Marines cleared of Afghan murder named as order lifted
Two Royal Marines who were acquitted of the murder of an injured insurgent in Afghanistan have been publicly named for the first time.
Corporal Christopher Watson and Marine Jack Hammond, members of Plymouth-based 42 Commando, were both found not guilty at a court martial last month.
An order banning publication of their names has now been lifted.
Sergeant Alexander Blackman was convicted and given a life sentence, with a minimum term of 10 years.
Advocate General Jeff Blackett, the judge at the court martial in Bulford, Wiltshire, ruled that the names of the defendants should be made public at the end of the proceedings.
Their lawyers challenged the decision but three judges at London's Court Martial Appeal Court lifted the anonymity order after rejecting the assertion that the marines' lives would be at "real and immediate" risk.'Revenge fears raised'
The judges ruled the risks under the European Convention on Human Rights to respect for private and family life were not "sufficient to outweigh the importance of open justice".

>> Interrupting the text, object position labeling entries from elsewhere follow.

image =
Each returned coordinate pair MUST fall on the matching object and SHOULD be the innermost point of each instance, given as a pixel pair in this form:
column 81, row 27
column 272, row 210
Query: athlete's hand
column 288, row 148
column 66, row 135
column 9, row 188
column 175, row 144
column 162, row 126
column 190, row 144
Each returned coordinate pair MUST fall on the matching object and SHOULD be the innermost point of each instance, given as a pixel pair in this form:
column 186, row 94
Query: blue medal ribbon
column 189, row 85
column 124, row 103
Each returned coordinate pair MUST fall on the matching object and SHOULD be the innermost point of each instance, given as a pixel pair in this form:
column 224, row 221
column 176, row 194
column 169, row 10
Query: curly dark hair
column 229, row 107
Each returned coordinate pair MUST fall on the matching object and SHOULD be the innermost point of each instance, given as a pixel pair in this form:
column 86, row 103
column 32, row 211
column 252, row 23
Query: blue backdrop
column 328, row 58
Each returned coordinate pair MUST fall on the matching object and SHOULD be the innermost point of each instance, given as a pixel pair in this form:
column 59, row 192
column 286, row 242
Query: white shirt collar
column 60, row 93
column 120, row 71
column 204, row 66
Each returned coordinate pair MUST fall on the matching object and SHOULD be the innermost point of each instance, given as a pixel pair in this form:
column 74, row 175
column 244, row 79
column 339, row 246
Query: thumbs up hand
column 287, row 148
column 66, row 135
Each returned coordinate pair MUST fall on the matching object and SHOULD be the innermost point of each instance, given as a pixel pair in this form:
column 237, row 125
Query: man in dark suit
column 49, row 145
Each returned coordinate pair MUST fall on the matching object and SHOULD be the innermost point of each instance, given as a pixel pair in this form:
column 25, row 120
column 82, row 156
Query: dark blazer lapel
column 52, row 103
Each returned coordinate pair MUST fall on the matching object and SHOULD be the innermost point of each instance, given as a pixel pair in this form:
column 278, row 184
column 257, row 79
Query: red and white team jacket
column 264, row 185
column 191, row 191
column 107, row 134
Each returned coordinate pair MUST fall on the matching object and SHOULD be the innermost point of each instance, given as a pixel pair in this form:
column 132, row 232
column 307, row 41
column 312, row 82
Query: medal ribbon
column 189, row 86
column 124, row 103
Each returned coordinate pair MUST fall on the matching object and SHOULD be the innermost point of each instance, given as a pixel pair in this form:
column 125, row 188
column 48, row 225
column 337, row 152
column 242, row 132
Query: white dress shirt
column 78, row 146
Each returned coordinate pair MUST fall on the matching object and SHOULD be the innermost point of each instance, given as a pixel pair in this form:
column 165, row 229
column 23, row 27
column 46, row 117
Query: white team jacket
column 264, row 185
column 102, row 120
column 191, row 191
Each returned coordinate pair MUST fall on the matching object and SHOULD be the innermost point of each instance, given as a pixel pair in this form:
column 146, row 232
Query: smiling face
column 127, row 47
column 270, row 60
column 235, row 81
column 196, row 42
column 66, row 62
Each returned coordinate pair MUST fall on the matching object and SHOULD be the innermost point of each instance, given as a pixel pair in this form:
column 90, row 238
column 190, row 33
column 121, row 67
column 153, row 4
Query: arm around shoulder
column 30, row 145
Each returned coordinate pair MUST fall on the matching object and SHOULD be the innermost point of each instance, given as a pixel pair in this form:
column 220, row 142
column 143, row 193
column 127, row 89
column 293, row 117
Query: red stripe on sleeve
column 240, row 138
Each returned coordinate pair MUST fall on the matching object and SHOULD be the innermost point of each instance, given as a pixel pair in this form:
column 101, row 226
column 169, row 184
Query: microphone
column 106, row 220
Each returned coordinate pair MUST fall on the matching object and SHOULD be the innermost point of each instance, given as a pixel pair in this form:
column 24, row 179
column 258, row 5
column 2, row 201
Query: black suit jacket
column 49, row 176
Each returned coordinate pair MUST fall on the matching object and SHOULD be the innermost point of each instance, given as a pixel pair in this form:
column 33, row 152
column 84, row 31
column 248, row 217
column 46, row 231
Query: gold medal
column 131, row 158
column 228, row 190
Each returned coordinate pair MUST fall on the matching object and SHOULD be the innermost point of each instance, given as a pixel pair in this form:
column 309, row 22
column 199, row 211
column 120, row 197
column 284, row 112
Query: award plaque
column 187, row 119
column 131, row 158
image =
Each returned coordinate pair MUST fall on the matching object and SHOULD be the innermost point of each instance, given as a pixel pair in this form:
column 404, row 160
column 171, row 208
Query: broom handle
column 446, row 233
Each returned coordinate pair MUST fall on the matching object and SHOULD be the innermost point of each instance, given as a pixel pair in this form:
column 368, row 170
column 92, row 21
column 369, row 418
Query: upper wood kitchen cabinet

The court also said: "If the names of the accused are not known, attempts at revenge may be directed to others present at the same time as those whose names have been published."
Blackman was named on 5 December but the order for the two other marine remained in place until the court published its full judgement and their lawyers decided whether to appeal.
The murder took place in September 2011 after a patrol base in Helmand Province came under attack from small arms fire from two insurgents.Camera on helmet
The Afghan prisoner was seriously injured by gunfire from an Apache helicopter gunship sent to provide air support, and the marines found him in a field.
Blackman was filmed by a camera mounted on the helmet of one of the other marines shooting the victim at close range with a 9mm pistol.
All three marines had pleaded not guilty. Blackman was referred to during the court martial proceedings as marine A. Corporal Watson and Marine Hammond were referred to as marine B and marine C respectively.
The question of whether two other Royal Marines, referred to as marines D and E and against whom charges were discontinued, can be named will be the subject of a further hearing.